A Reminders entry form appears, showing the alarm that Siri has created; it will pop up when get home. (The phone relies on GPS to know when you're home. It understands "home" and "office," both yours and other people's—if you've entered those addresses onto the corresponding people's cards in Contacts.) Similarly: "Remind me to bring the science supplies to school." "Remind me to take my antibiotic tomorrow at 7 A.M." "Remind me to call Dad when I leave here.”

9. "Make an appointment with Jon for Thursday at 3 P.M."
Yes, Siri can note appointments for you, which is much faster than tapping them into the Calendar app with your fingers. "Set up a massage at 11." "Set up a meeting with Frank this Monday at noon." "Meet Kim Coppersmith at 6." "New appointment with Tracy, next Tuesday at 8.” “Schedule drinks with Mike tonight at 9.”

You can also move meetings by voice. For example, "Move my 3:00 meeting to 4:30." "Reschedule my meeting with Frank to a week from Monday at noon." "Cancel the conference call on Tuesday."

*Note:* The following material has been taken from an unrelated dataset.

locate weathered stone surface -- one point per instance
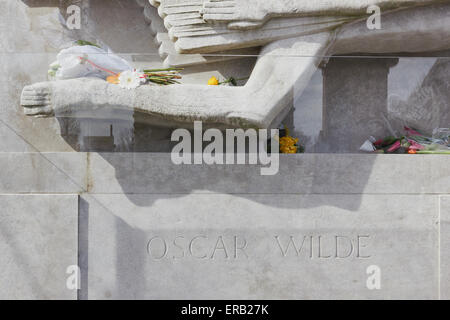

Siri can even check your calendar. You can say, "What's on my calendar today?" "What's on my calendar for October 10?" "When's my next appointment?" "Where is my next meeting?" "When is my meeting with Frank?"

10. "What song is this?" or "Name that tune!"
Siri listens to whatever music is playing at the moment—and identifies the song’s name and performer. There is also, of course, a Buy button. (That's something the iPhone can't do in any other way besides using Siri.)